How does the number of steps change when the trees have more nodes?
Scenario Under Consideration
Analyze the time complexity of the following code snippet.
func isSymmetric(t1, t2 *TreeNode) bool {
if t1 == nil && t2 == nil {
return true
}
if t1 == nil || t2 == nil {
return false
}
return t1.Val == t2.Val && isSymmetric(t1.Left, t2.Right) && isSymmetric(t1.Right, t2.Left)
}
This code checks if two trees are mirror images by comparing nodes and their opposite children recursively.
Identify Repeating Operations
Identify the loops, recursion, array traversals that repeat.
- Primary operation: Recursive calls comparing pairs of nodes.
- How many times: Once for each node in the tree.
How Execution Grows With Input
Each node pair is checked once, so the steps grow directly with the number of nodes.
| Input Size (n) | Approx. Operations |
|---|---|
| 10 | About 10 checks |
| 100 | About 100 checks |
| 1000 | About 1000 checks |
Pattern observation: The work grows in a straight line as the tree size grows.
Final Time Complexity
Time Complexity: O(n)
This means the time to check symmetry grows directly with the number of nodes in the tree.
Common Mistake
[X] Wrong: "The function only checks half the nodes, so it runs in half the time."

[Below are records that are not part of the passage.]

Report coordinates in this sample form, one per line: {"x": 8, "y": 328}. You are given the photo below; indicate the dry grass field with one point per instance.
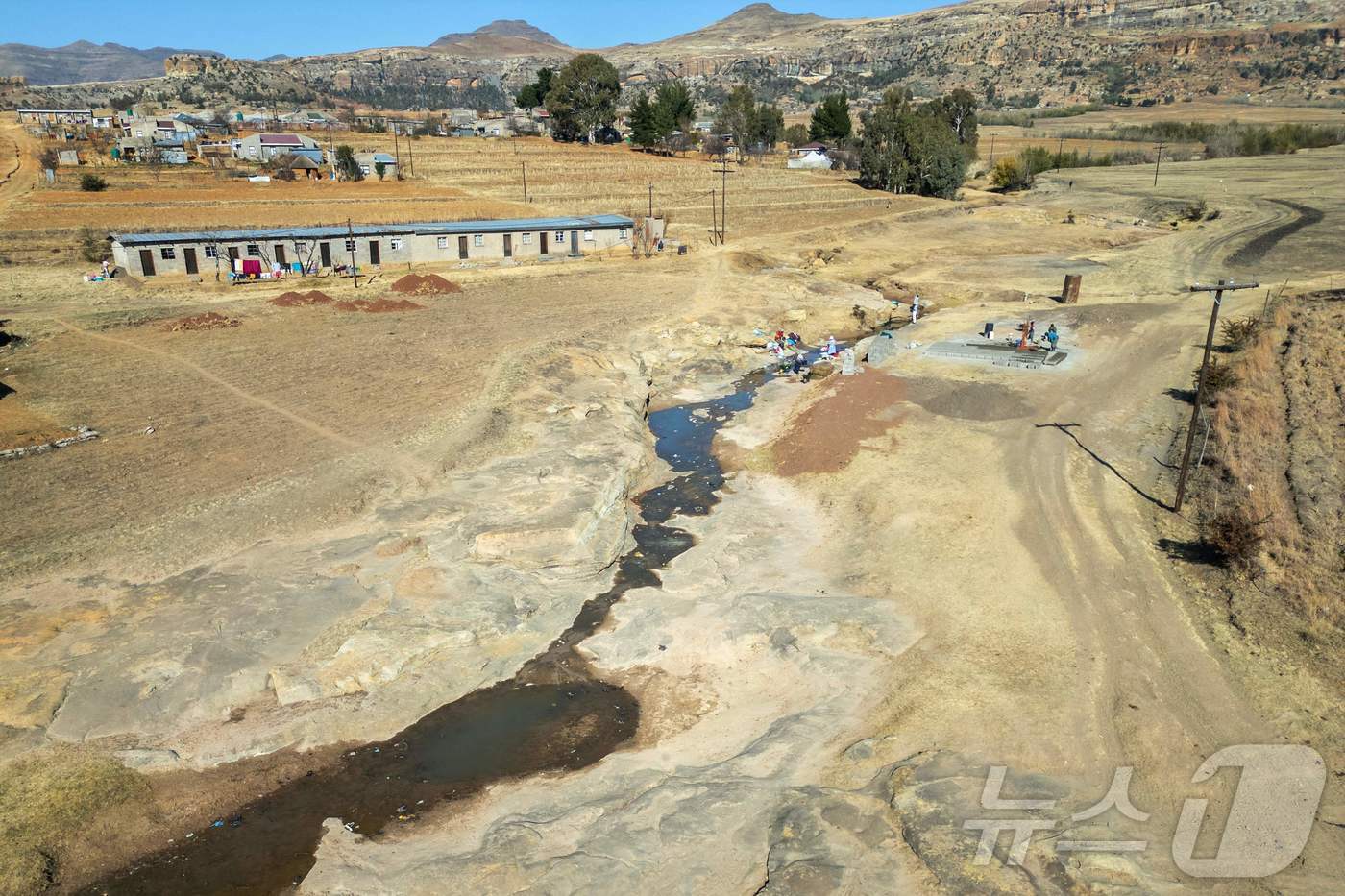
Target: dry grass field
{"x": 453, "y": 180}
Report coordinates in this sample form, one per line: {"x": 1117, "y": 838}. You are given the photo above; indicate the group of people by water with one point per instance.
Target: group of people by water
{"x": 791, "y": 354}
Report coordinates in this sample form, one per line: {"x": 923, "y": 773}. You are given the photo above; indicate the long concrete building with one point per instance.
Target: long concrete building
{"x": 147, "y": 254}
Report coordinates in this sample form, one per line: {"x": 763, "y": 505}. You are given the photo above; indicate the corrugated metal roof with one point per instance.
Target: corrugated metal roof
{"x": 507, "y": 225}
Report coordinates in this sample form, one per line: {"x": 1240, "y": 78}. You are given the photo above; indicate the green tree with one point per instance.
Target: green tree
{"x": 645, "y": 127}
{"x": 582, "y": 96}
{"x": 674, "y": 105}
{"x": 346, "y": 164}
{"x": 938, "y": 161}
{"x": 796, "y": 134}
{"x": 910, "y": 151}
{"x": 831, "y": 118}
{"x": 959, "y": 110}
{"x": 737, "y": 116}
{"x": 534, "y": 93}
{"x": 770, "y": 124}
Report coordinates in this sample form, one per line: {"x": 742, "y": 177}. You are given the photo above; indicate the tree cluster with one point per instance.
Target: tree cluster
{"x": 831, "y": 118}
{"x": 918, "y": 150}
{"x": 534, "y": 94}
{"x": 582, "y": 97}
{"x": 654, "y": 121}
{"x": 346, "y": 164}
{"x": 750, "y": 124}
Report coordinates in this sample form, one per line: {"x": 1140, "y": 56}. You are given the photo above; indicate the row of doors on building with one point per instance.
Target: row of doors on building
{"x": 188, "y": 254}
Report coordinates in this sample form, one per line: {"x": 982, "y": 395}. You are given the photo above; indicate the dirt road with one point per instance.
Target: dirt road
{"x": 1008, "y": 516}
{"x": 915, "y": 574}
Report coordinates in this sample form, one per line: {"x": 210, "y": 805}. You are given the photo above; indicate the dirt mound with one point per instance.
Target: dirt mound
{"x": 379, "y": 305}
{"x": 296, "y": 299}
{"x": 750, "y": 261}
{"x": 208, "y": 321}
{"x": 426, "y": 285}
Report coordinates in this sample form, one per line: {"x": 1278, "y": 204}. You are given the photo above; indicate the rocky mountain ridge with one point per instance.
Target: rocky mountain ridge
{"x": 1021, "y": 51}
{"x": 85, "y": 61}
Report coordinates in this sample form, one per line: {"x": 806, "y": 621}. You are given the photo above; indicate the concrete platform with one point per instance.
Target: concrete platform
{"x": 998, "y": 352}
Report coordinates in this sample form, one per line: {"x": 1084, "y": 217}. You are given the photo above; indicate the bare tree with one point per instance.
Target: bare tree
{"x": 154, "y": 159}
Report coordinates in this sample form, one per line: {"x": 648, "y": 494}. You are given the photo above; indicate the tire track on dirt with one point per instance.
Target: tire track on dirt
{"x": 1257, "y": 249}
{"x": 406, "y": 465}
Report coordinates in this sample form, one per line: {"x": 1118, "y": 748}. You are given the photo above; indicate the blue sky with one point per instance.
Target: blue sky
{"x": 332, "y": 26}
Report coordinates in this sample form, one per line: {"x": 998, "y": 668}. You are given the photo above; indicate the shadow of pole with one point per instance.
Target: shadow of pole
{"x": 1106, "y": 463}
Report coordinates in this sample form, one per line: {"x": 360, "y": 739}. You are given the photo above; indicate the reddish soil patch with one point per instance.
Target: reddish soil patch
{"x": 426, "y": 285}
{"x": 208, "y": 321}
{"x": 298, "y": 299}
{"x": 826, "y": 436}
{"x": 379, "y": 305}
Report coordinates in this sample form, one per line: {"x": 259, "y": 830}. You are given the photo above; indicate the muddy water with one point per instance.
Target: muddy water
{"x": 554, "y": 714}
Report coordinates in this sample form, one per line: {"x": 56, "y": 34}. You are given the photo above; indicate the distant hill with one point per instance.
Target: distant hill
{"x": 1015, "y": 53}
{"x": 84, "y": 61}
{"x": 748, "y": 26}
{"x": 501, "y": 29}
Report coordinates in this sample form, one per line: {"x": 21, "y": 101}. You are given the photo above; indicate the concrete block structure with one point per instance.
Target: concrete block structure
{"x": 148, "y": 254}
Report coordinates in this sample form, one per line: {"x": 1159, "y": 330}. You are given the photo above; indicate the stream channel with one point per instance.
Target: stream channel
{"x": 553, "y": 714}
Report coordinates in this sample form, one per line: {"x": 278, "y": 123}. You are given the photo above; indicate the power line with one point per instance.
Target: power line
{"x": 1200, "y": 382}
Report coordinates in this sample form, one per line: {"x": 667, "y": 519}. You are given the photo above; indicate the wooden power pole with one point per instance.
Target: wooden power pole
{"x": 1200, "y": 382}
{"x": 350, "y": 238}
{"x": 715, "y": 218}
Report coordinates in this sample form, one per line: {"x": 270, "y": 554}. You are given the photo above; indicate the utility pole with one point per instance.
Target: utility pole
{"x": 1200, "y": 382}
{"x": 350, "y": 238}
{"x": 722, "y": 230}
{"x": 715, "y": 218}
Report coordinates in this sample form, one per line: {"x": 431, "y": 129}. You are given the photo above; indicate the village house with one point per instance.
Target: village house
{"x": 217, "y": 155}
{"x": 303, "y": 167}
{"x": 56, "y": 116}
{"x": 134, "y": 148}
{"x": 810, "y": 155}
{"x": 266, "y": 147}
{"x": 147, "y": 254}
{"x": 367, "y": 163}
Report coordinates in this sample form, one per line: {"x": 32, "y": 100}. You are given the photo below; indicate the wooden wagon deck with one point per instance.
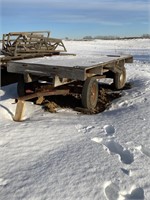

[OK] Correct: Even though it compares nodes in pairs, every node is visited once, so the time still grows with all nodes.
Interview Connect
Understanding how recursive tree checks scale helps you explain your approach clearly and confidently in interviews.
Self-Check
"What if we changed the code to check only one subtree against itself instead of two? How would the time complexity change?"